Shot of a senior man drinking coffee and looking thoughtfully out of a window wondering about hearing loss.

Have you ever bought one of those “one size fits all” t-shirts only to be disappointed (and surprised) when the shirt does not, in fact, fit as advertised? That’s really aggravating. There aren’t actually very many “one size fits all” with anything in the real world. That’s a fact with t-shirts and it’s also relevant with medical conditions, like hearing loss. This can be accurate for numerous reasons.

So what are the most common types of hearing loss and what are their causes? Well, that’s exactly what we intend to explore.

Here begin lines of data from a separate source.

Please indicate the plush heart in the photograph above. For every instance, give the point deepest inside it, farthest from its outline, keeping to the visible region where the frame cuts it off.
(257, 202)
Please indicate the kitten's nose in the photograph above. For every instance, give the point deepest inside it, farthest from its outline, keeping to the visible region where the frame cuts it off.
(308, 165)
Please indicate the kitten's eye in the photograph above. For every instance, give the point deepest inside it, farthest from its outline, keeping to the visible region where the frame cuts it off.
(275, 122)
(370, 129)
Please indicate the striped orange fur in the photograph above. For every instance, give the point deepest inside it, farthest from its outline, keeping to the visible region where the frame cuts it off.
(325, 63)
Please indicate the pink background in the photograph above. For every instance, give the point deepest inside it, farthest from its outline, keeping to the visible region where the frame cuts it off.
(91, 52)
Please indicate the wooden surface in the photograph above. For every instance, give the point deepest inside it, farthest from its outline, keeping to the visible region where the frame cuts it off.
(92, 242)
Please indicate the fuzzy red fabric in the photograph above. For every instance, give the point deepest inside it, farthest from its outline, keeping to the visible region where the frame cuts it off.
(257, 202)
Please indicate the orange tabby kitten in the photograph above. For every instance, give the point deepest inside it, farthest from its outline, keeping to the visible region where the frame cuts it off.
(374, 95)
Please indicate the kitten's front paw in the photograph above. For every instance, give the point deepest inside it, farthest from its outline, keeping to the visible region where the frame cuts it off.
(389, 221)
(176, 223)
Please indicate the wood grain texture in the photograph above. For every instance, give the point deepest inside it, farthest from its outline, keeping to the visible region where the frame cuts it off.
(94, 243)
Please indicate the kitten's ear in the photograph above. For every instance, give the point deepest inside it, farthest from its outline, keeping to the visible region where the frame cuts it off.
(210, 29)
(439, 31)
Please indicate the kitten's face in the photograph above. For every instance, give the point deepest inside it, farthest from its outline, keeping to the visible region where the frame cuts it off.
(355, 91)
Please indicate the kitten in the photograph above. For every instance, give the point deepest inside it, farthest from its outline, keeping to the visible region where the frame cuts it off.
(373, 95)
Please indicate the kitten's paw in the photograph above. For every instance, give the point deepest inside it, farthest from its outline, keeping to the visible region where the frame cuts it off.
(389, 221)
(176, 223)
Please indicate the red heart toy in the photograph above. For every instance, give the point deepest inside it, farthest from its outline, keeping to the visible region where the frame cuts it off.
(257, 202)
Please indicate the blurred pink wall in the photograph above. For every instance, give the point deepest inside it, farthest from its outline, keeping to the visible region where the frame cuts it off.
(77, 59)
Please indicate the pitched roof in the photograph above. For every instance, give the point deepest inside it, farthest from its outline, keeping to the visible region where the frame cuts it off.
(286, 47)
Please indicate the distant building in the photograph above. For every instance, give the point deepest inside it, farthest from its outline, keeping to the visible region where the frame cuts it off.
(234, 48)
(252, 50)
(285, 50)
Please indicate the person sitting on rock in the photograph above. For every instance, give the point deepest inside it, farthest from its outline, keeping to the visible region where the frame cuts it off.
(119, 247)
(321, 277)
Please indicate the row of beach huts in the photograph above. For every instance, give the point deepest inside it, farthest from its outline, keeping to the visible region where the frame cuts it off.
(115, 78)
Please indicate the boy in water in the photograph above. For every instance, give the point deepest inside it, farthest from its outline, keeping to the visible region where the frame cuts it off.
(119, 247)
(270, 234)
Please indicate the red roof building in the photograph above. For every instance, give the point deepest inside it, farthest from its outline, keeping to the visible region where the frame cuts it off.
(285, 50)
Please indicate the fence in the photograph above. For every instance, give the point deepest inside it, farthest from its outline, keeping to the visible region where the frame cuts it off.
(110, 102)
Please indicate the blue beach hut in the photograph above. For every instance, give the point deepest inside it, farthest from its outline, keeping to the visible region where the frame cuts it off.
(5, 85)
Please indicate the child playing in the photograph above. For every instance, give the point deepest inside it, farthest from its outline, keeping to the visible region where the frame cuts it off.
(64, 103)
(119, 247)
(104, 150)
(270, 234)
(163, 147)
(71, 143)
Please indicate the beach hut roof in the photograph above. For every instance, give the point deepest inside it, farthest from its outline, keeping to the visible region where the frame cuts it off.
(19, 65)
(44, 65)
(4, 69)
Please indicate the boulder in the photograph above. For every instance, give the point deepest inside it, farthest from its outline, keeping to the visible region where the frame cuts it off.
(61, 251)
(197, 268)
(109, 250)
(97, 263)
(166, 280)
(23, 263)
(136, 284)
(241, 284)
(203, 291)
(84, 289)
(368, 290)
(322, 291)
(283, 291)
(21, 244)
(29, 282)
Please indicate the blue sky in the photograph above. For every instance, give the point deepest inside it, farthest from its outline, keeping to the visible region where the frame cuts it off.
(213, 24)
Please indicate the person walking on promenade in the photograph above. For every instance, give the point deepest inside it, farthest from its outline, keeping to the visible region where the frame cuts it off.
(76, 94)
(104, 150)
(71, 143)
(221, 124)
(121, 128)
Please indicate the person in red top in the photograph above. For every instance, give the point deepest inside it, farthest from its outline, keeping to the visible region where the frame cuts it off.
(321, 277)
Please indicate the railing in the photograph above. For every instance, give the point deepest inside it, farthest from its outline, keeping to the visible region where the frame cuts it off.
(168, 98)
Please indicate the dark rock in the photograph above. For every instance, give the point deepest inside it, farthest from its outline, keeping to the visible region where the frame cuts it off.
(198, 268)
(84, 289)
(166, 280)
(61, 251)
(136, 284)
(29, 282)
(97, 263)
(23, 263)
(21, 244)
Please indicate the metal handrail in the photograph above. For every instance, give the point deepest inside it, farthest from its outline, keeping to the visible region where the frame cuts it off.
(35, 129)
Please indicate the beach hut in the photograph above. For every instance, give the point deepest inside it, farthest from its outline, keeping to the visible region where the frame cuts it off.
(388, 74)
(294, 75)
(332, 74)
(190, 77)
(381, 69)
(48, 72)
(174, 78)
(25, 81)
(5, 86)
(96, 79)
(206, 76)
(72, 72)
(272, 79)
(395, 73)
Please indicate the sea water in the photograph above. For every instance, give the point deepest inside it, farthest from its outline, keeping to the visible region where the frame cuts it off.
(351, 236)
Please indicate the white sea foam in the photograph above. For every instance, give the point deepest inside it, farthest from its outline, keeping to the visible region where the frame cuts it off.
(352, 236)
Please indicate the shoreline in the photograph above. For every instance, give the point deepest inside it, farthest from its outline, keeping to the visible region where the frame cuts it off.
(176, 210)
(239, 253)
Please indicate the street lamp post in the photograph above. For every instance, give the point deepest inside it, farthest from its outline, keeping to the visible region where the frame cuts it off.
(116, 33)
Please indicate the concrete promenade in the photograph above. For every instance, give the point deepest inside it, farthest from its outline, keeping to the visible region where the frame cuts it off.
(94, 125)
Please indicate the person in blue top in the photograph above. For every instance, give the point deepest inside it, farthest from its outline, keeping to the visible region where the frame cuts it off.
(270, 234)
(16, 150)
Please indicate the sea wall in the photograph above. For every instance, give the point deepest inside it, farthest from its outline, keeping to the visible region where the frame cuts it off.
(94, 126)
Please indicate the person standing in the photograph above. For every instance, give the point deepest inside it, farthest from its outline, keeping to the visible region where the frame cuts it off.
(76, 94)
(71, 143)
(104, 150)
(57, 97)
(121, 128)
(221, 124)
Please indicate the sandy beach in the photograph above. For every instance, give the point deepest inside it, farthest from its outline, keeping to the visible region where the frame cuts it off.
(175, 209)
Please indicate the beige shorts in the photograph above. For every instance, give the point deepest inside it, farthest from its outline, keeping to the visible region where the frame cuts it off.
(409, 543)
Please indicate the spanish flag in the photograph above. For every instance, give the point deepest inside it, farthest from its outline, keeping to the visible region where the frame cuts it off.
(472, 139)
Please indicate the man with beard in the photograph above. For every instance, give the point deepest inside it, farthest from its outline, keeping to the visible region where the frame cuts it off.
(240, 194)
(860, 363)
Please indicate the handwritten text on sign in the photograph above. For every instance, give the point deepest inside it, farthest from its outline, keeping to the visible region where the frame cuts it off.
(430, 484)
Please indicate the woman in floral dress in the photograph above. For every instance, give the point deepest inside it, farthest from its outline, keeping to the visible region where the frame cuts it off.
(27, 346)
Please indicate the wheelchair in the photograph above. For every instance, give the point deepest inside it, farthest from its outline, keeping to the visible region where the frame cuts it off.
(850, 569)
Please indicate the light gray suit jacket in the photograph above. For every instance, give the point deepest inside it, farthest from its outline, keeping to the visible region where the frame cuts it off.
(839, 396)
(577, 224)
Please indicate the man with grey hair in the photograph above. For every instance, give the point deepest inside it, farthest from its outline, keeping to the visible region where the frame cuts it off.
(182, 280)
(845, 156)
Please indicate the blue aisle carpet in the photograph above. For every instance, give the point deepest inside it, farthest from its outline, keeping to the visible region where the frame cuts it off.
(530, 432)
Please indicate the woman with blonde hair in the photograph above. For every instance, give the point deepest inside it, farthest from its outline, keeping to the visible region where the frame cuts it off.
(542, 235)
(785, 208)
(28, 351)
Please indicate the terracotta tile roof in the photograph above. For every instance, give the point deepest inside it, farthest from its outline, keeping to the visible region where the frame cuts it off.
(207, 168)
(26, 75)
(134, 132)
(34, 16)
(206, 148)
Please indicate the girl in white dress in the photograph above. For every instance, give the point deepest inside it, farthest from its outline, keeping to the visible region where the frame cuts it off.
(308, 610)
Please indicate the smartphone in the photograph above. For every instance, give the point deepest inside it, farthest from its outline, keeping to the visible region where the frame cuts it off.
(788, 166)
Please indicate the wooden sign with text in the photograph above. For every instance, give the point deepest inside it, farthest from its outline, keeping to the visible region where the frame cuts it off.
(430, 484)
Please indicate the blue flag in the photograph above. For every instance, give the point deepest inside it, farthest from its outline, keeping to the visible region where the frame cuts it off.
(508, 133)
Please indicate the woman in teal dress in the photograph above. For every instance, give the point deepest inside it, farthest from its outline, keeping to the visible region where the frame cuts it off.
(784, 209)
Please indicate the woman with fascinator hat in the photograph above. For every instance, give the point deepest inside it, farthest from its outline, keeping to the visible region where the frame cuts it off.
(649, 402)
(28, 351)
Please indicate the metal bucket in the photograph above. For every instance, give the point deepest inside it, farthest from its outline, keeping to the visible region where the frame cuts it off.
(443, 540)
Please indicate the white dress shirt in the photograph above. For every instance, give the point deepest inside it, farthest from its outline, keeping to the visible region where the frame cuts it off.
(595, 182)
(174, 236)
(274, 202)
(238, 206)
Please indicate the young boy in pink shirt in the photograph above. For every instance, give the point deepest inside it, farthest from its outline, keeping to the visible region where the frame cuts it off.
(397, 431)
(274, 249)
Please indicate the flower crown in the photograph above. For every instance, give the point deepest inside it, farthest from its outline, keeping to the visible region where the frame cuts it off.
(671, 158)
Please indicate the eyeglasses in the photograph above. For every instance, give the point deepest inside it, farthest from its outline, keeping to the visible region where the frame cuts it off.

Hearing loss comes in different forms

Everybody’s hearing loss situation will be as individual as they are. Maybe when you’re in a crowded restaurant you can’t hear very well, but when you’re at work, you hear fine. Or perhaps you only have difficulty with high-pitched voices or low-pitched sounds. Your hearing loss can take a variety of forms.

The root cause of your hearing loss will determine how it manifests. Lots of things can go wrong with an organ as complex as the ear.

How does hearing work?

It’s useful to get an idea of how hearing is supposed to work before we can determine what degree of hearing loss calls for a hearing aid. Here’s how it breaks down:

  • Outer ear: This is the portion of the ear that’s visible. It’s where you’re first exposed to a “sound”. The shape of your ear helps direct those sounds into your middle ear (where they are further processed).
  • Middle ear: The eardrum and several tiny bones are what your middle ear is composed of (yes, you have bones in your ear, but they are admittedly very, very tiny).
  • Inner ear: This is where your stereocilia are found. These fragile hairs pick up on vibrations and begin translating those vibrations into electrical signals. Your cochlea plays a part in this also. Our brain then receives this electrical energy.
  • Auditory nerve: This nerve is inside of your ear, and it’s responsible for transmitting and sending this electrical energy to your brain.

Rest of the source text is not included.